The Daily Muse

A Garden Journal -- June 2004

Last Update: June 30

Daylilies and Agapanthus

June 13 - afternoon

I have just finished working in the garden - dead-heading perennials, weeding, and simply shaping things up. The heat is really kicking in, so I have retreated to the air-conditioned comfort of my home. The past week has brought extraordinary rains that have sustained this amazing season of growth. We recorded nearly nine inches (22.86 centimeters) of rain in a series of tropical downpours over the course of several days. (Some parts of the city received twice that amount!) The garden held up well, and now seems poised for still more growth. Our first tomatoes should ripen this week and I am looking forward to enjoying our first taste of summer.  I hope your crop survived the deluge.... more soon.

Echinaceas.

June 21 - evening

Today we celebrated the summer solstice with a fresh tomato and basil salad... what better way to mark the longest day of the year and the beginning of summer! Our crop of heirloom tomatoes is beginning to roll in by the basket-full and I am in tomato heaven as you can see from the picture below...

So many varieties so little time!

The heat over the course of the past ten days has been truly summer-like - the ground is beginning to crack open in some places and  we have only had the faintest hint of mist since the downpours two weeks ago. However, the forecast is calling for a strong chance of showers during the coming days and I am hoping that they will come to pass. The weather seems to be on my mind - last night I had several  very vivid dreams involving tornadoes  including one that featured the slow motion destruction of downtown Austin courtesy of a series of swirling-yet-stately black columns. That I can do without thank you very much, I prefer my tomatoes. Though, this is Texas - home of natural and political disasters.

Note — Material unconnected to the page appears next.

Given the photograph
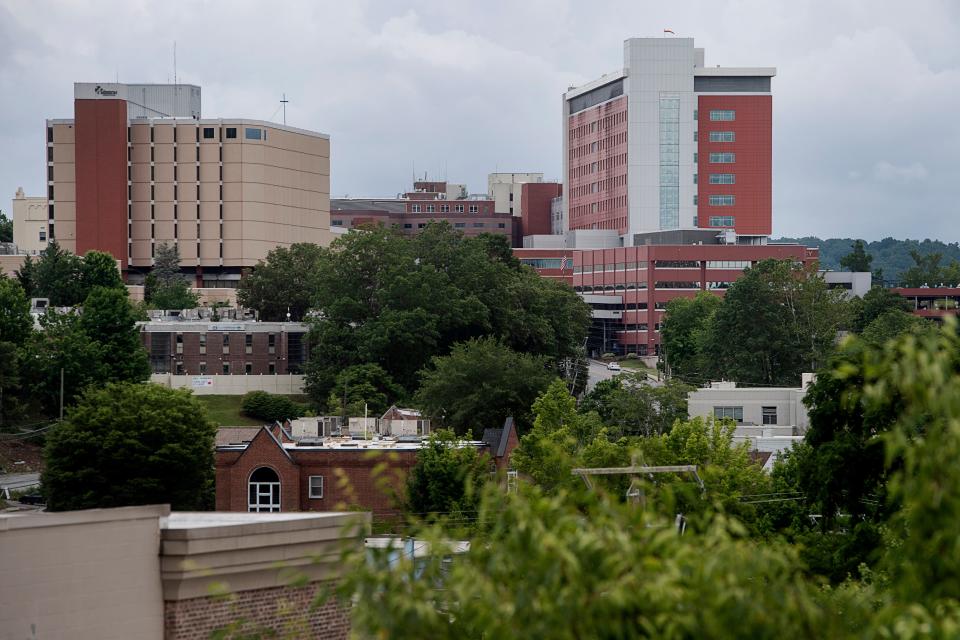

Here are a few more pics... Happy Solstice to you!

Red Crinum Lily in bloom.

Moss verbena.

A shot of Rufous that Victor took (and I couldn't resist!)

June 29 - morning

Another heavy overcast morning - the rains are still with us, sweeping up from the Gulf of Mexico in a series of arm-like bands. When you watch the weather radar they often seem like waves playing out on the beach.

I can't believe how much growth we are still getting in the garden!  All of our young trees are in their third, fourth, maybe even fifth growth burst of the year.  Our Bald Cypress trees have grown nearly four feet, the same is true for our Lacey Oak, and even our little Possumhaw Hollies have grown at least three feet this year. And the good news is the forcast is calling for still more rain. The only disappointment has been the decline in our tomato crop- they  are not producing as much fruit as they would with sunnier weather. However, I'll trade a few tomatoes for the weeks I have left our sprinkler system off!

Here are a few more pics...

Our 'Incense' Passion Vine.

 

Water lilies.

 

A bee hard at work on our 'Constance Elliot' Passion Vine.

June 30 - morning

More rain is pouring down as I write this- flooding may occur if another series of showers follows this one. In fact, some area streams are probably already over their banks. The garden is holding up well though, no complaints here except that I can't make my usual morning rounds.

I have been reading an exceptional book this week, Reverence, by University of Texas Professor, Paul Woodruff. Rarely have I read something that  speaks so directly to me about the feelings that I have while I am in the garden. I often feel humbled by the power and mystery of creation, and sometimes overwhelmed by a sense of gratitude for its bounty. Woodruff's book resonated with me because it addresses these deep inner feelings. But, the book's real gift is that it focuses our attention on the individual and societal virtue of reverence, something that is essential to our survival but is little understood and rarely discussed. Professor Woodruff and Betty Sue Flowers, Executive Director of the LBJ Presidential Library, will be my guests this week on Austin Now for a discussion about patriotism in contemporary American life. I invite you to join us. More importantly, I recommend his book to you, its reverence will accompany you as you make your rounds.